When he came to this last sonnet, he put down his bundle of papers and began to think. “The wife.” Yes, and a French wife; and a Roman Catholic wife—and a wife who might be said to have been in service! And his father’s hatred of the French, both collectively and individually— collectively, as tumultuous brutal ruffians, who had murdered their king, and committed all kinds of bloody atrocities—individually, as represented by “Boney,” and the various caricatures of “Johnny Crapaud” that had been in full circulation about five- and-twenty years before this time, when the Squire had been young and capable of receiving impressions. As for the form of religion in which Mrs. Osborne Hamley had been brought up, it is enough to say that Catholic emancipation had begun to be talked about by some politicians, and that the sullen roar of the majority of Englishmen, at the bare idea of it, was surging in the distance with ominous threatenings; the very mention of such a measure before the Squire was, as Osborne well knew, like shaking a red flag before a bull.
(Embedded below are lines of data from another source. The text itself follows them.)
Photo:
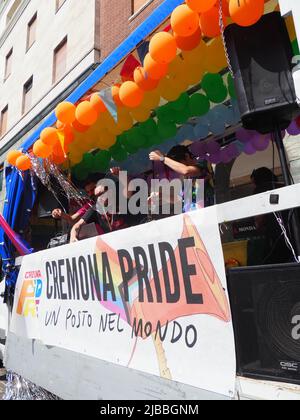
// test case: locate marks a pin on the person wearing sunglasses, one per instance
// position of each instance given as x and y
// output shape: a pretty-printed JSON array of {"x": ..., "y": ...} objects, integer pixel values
[{"x": 181, "y": 161}]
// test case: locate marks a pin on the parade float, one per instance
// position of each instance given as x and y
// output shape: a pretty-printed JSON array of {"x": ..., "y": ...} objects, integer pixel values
[{"x": 149, "y": 313}]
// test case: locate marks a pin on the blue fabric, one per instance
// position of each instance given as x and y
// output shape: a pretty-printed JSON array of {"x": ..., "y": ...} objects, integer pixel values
[
  {"x": 149, "y": 25},
  {"x": 20, "y": 195},
  {"x": 20, "y": 198}
]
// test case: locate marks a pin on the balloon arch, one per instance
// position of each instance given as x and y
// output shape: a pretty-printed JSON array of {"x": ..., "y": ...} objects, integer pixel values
[{"x": 155, "y": 107}]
And then he considered that if Aimée had had the unspeakable, the incomparable, blessing of being born of English parents in the very heart of England—Warwickshire, for instance—and had never heard of priests, or mass, or confession, or the Pope, or Guy Fawkes, but had been born, baptized, and bred in the Church of England, without having ever seen the outside of a dissenting meeting-house, or a papist chapel—even with all these advantages, her having been a (what was the equivalent for “bonne” in English? nursery-governess was a term hardly invented) nursery-maid, with wages paid down once a quarter, liable to be dismissed at a month’s warning, and having her tea and sugar doled out to her, would be a shock to his father’s old ancestral pride that he would hardly ever get over.

“If he saw her!” thought Osborne. “If he could but see her!” But if the Squire were to see Aimée, he would also hear her speak her pretty broken English—precious to her husband, as it was in it that she had confessed brokenly with her English tongue, that she loved him soundly with her French heart—and Squire Hamley piqued himself on being a good hater of the French. “She would make such a loving, sweet, docile little daughter to my father—she would go as near as any one could towards filling up the blank void in this house, if he could but have her; but he won’t; he never would; and he shan’t have the opportunity of scouting her. Yet if I called her ‘Lucy’ in these sonnets; and if they made a great effect—were praised in Blackwood and the Quarterly—and all the world was agog to find out the author; and I told him my secret—I could if I were successful—I think then he would ask who Lucy was, and I could tell him all then. If—how I hate ‘ifs’! ‘If me no ifs.’ My life has been based on ‘whens’; and first they have turned to ‘ifs,’ and then they have vanished away. It was ‘when Osborne gets honours,’ and then ‘if Osborne,’ and then a failure altogether. I said to Aimée, ‘when my mother sees you,’ and now it is ‘if my father saw her,’ with a very faint prospect of its ever coming to pass.” So he let the evening hours flow on and disappear in reveries like these; winding up with a sudden determination to try the fate of his poems with a publisher, with the direct expectation of getting money for them, and an ulterior fancy that, if successful, they might work wonders with his father.